The conference was created by the European School of Oncology (ESO) to improve outcomes for patients with advanced breast cancer and was attended by 1100 participants from 71 countries.
The ABC2 consensus guidelines contain several updates on the 2011 ABC1 guidelines and new areas of focus.
One new focus is on inoperable, locally advanced breast cancer (LABC). LABC may often have lymph node involvement, but no metastases in other parts of the body, and often the primary tumour may be too large to be removed surgically.
LABC occurs in one-fifth of breast cancer patients worldwide (in 15% of breast cancer patients in developed countries, but in up to 50-60% in developing countries), has a bad prognosis but is potentially curable.
“These patients are half way between early and metastatic disease, and so nobody really knows where they fit and the best way to treat them. So we decided to include them in advanced breast cancer and these are a set of new guidelines for inoperable LABC. There are very few clinical trials providing data for the best treatment of this disease,” said Prof Cardoso.
Guidelines that have been updated from ABC1 include new recommendations for triple negative breast cancer (breast cancer that has no receptors for the hormones oestrogen and progesterone and the HER2 protein), HER2 positive disease, and hormone receptor positive disease.

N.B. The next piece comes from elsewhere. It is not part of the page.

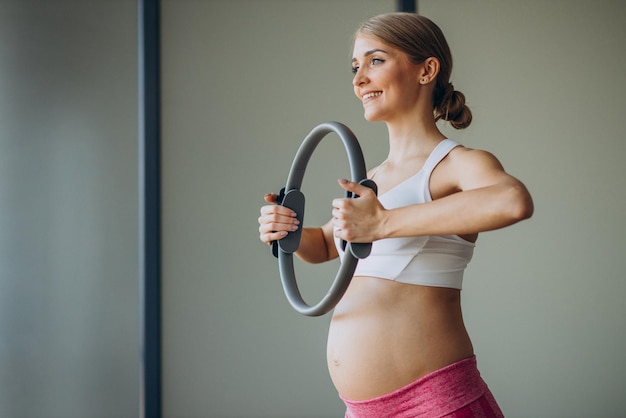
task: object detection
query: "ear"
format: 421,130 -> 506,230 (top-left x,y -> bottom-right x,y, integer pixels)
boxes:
418,57 -> 441,85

The new guidelines reflect information that has emerged from clinical trials on two new drugs pertuzumab and trastuzumab emtansine (TDM1) for HER2 positive disease, and everolimus for hormone receptor positive disease.
Co-chair of ABC2, Dr Eric Winer, director of breast oncology at the Dana-Farber Cancer Institute (Boston, USA), said: “We have made several important general recommendations in the ABC2 guidelines. We emphasise the importance of outstanding nursing care and the critical nature of their involvement with the multidisciplinary team. Nurses involved in the longitudinal care of breast cancer patients should have oncology training. Among other roles, the nurse often helps navigate the medical system for the patient.
“We also address issues related to access to care, in particular, to palliative care. Such treatment should be available to all patients with advanced breast cancer from the very beginning of their illness. Patients need to have access to medication for good pain control and for all the symptoms relating to the disease and treatment. There are many patients with advanced breast cancer who are suffering needlessly.
“Finally, we emphasise that age alone should not determine the type and intensity of treatment. Treatment should not be withheld just because a patient is elderly; nor should young patients be over-treated.”
The experts highlight the fact that there are huge variations between and within countries on the treatment of advanced breast cancer.
“We hope that carefully developed, high-quality guidelines, such as the ABC2 guidelines, will help to improve the care and long-term outcomes of advanced breast cancer patients worldwide,” said Prof Cardoso.
References
F. Cardoso et al., ESO-ESMO 2nd international consensus guidelines for advance breast cancer (ABC2), The Breast.